This workout combines moderate-volume double-unders (150 total) with GHD sit-ups in a descending ladder. While GHD sit-ups can cause significant midline fatigue and soreness, the movements don't interfere with each other, allowing natural transitions and recovery. The descending rep scheme provides psychological relief as rounds get shorter. Average athletes can maintain steady pacing throughout, completing this in 8-12 minutes. The primary challenge is GHD volume for those less conditioned to the movement, but it's manageable with strategic breaks.
This workout develops the following fitness attributes:
Reduce total volume to 40-30-20-10 or 30-20-10 rep scheme. Substitute single-unders at 3:1 ratio (150-120-90-60-30). Replace GHD sit-ups with abmat sit-ups if athlete has fewer than 20 consecutive GHDs or experiences lower back discomfort. For further scaling, use 2:1 single-under ratio (100-80-60-40-20) and reduce abmat sit-ups to same rep scheme as double-unders. Athletes new to GHDs should cap sets at 10 reps maximum regardless of prescribed reps.
Scale if you cannot perform 30+ unbroken double-unders when fresh or have limited GHD experience (fewer than 50 total reps ever). Priority is maintaining movement quality throughout - double-unders should remain rhythmic, and GHD sit-ups should be controlled without lower back compensation. Target completion time is 8-15 minutes for all scaling levels. If workout exceeds 18 minutes, volume was too high. Scale to preserve the intended moderate pace with brief rest periods rather than grinding through movements with excessive breaks.
Moderate-intensity glycolytic workout targeting 8-15 minutes. Primary challenge is skill endurance under fatigue, testing the ability to maintain double-under efficiency while managing significant midline fatigue from high-volume GHD sit-ups.
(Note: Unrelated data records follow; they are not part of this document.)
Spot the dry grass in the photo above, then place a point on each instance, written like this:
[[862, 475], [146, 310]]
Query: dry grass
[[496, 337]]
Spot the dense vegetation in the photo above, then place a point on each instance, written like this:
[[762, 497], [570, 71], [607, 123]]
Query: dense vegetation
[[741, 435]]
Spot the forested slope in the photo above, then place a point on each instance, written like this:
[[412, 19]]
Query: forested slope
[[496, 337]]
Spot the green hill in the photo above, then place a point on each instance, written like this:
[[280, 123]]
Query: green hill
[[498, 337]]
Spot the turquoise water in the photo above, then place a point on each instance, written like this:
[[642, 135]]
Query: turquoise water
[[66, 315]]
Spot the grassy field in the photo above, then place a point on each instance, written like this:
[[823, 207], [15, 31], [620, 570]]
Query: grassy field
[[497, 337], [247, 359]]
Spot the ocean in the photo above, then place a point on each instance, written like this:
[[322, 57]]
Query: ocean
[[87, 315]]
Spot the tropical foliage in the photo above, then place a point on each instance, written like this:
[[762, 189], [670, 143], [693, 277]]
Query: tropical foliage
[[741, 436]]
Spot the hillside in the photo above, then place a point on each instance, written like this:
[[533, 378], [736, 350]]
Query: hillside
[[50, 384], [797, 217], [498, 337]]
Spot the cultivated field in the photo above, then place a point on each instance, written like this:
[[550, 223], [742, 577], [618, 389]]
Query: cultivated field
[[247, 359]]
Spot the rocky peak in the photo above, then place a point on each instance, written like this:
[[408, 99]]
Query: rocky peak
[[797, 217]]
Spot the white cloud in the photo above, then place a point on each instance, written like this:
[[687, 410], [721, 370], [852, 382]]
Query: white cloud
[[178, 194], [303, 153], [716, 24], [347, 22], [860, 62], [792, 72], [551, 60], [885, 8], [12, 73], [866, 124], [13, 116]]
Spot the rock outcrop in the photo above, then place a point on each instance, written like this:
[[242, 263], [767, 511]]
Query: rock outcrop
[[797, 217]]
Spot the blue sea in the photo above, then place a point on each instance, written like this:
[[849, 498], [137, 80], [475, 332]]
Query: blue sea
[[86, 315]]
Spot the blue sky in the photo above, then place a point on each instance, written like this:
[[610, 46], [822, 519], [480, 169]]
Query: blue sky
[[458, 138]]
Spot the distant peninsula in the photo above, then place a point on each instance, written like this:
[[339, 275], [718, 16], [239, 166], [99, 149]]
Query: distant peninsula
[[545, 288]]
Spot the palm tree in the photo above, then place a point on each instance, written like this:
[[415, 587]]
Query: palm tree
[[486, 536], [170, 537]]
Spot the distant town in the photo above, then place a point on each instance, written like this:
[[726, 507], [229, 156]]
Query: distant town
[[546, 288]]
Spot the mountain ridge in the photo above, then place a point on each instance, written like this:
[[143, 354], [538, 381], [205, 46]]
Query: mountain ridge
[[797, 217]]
Secondary focus on core stamina and hip flexor endurance.
Pace double-unders to avoid multiple trip-ups - consider breaking into manageable sets (50: 25-25, 40: 20-20, 30: 15-15, then unbroken 20 and 10). On GHD sit-ups, maintain controlled tempo to prevent lower back cramping - avoid explosive hip flexion. Break GHDs early and often in the 50s and 40s (sets of 10-15) to preserve midline integrity. Transitions should be quick but deliberate - shake out calves between movements. Common mistakes: going unbroken on early GHD sets leading to complete failure, and rushing double-unders causing inefficient re-starts. The 40s and 30s are the critical rounds where pacing discipline pays off.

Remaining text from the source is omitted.